As summit nears, entry on Canada border toughens
By Colin Nickerson, Globe Staff, 4/19/2001
QUEBEC CITY - The world's friendliest border became a lot unfriendlier this
week as Canada toughened entry procedures in an effort to weed potential
troublemakers from the thousands of protesters heading north to try to
disrupt this weekend's Summit of the Americas.
Ironically, the country that once opened its doors to a flood of
Vietnam-era draft dodgers is even using old convictions from antiwar
demonstrations of the 1960s and 70s as one reason to deny entry to some
That's what happened to Jeff Crosby, president of Massachusetts' North
Shore Labor Council and a longtime union activist, as he arrived Tuesday at
the Stanstead, Quebec, border crossing at the northern tip of Interstate 91.
Instead of the usual easy entry to Canada, he and a companion joined the
scores of would-be protesters from the United States pronounced
"inadmissable" to Canada in recent days after unusually intensive
background checks divulged even minor criminal records. By week's end,
activists said, large numbers of thwarted demonstrators may be stranded at
American border towns and in Canadian international airports.
Even some of those getting through claim they have been grilled about their
political views in a way more associated with dictatorial states.
"It's harassment," said Karen Hansen-Kuhn of the American protest group
Alliance for Responsible Trade, who, after an hour of intensive questioning
at Quebec City's airport, was permitted to enter Canada to join the
protests - and promptly held a press conference denouncing her host.
"I've never been stopped like that," she said. "Even in countries emerging
from civil wars."
Crosby and his five traveling companions, who made no secret that they were
bound for Quebec City to take part in demonstrations, were questioned
closely for two hours by Canadian immigration officials. Their
luggage was searched and a book on the anti-free trade movement, "Allies
Across the Border," was pored over by one inspector for nearly 30 minutes,
according to Crosby.
Finally Crosby was given the bounce after admitting to a conviction: In
1971, in a Vietnam War protest, he spray-painted a slogan on a piece of
plywood affixed to a post office window in Massachusetts. He was found
guilty and fined $75.
Thirty years later, he paid an even more irksome price.
"For a minor offense, I'm suddenly considered such a threat to Canada that
I'm ruled inadmissable," Crosby said in an interview from Derby Line, Vt.,
where he and other activists refused entry to Canada have taken shelter in
the Unitarian Church. "It's a draconian crackdown whose only purpose is to
keep down the numbers of protesters headed for the summit."

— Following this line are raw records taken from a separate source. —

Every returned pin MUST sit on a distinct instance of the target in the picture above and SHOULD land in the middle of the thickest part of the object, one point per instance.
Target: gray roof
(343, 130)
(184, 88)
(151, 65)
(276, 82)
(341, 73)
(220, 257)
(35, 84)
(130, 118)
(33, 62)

Also denied entry was David Bjorkman, another Bay State union worker.
Crosby's four other companions - two adult activists and a pair of Melrose
high school students making a video on the antiglobalization movement -
were allowed to enter Quebec.
Canada's nervousness is understandable. Yesterday, six of its own citizens
were arrested in Quebec City and Montreal and accused of plotting to attack
the summit with smoke bombs made of highway flares and tear gas.
Royal Canadian Mounted Police spokesman Mike Gaudet said the devices could
have "caused confusion and even serious injury" had they exploded in a
crowd, as was apparently the plan. Police said the conspirators were
members of a "well-organized" underground group whose aim was to "breach
the perimeter fence" surrounding the summit site.

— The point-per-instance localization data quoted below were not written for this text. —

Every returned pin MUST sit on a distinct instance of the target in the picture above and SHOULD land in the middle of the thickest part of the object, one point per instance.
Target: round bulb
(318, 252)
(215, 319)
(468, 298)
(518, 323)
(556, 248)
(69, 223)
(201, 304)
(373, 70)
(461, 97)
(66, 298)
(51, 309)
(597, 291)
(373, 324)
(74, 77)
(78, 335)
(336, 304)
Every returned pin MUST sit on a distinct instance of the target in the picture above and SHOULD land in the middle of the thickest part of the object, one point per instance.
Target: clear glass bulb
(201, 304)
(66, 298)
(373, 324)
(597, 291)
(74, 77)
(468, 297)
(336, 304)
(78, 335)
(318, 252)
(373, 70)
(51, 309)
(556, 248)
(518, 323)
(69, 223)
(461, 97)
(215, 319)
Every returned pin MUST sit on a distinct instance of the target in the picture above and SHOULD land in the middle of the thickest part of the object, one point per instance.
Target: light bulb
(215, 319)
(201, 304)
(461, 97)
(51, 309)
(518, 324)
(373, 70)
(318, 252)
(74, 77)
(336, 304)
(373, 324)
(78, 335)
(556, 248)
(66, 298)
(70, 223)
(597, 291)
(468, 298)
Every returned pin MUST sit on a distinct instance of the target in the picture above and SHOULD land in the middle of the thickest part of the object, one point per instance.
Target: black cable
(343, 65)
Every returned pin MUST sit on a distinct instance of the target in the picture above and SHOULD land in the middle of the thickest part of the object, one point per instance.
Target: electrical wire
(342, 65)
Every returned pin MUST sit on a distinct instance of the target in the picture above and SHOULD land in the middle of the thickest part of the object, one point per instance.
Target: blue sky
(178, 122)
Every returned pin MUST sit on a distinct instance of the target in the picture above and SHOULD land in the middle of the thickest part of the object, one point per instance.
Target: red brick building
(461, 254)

Canada is not providing exact numbers, but makes no bones that it is
seeking to turn back people it deems potentially violent while allowing in
the much larger numbers of peaceful protesters. A criminal record is one
crude indicator of a propensity for trouble, said Immigrations Canada
spokesman Richard St. Louis.
"We believe people have a right to peacefully protest. But we also have a
duty to screen against those who might make trouble," St. Louis said. "This
is a sovereign nation. Entry to Canada is a privilege, not a right - even
At least one guilty plea is being overlooked, however. Under normal
circumstances, even a single conviction of driving while intoxicated would
be reason for Canada to deny entry. But President Bush need not fear being
turned back when he arrives at the Summit of the Americas.
"It's ridiculous to even ask if we are going to refuse the president of the
United States because of his mistake," said a Foreign Ministry official.
"Besides, in Canada, he will have a driver."
This story ran on page 8 of the Boston Globe on 4/19/2001.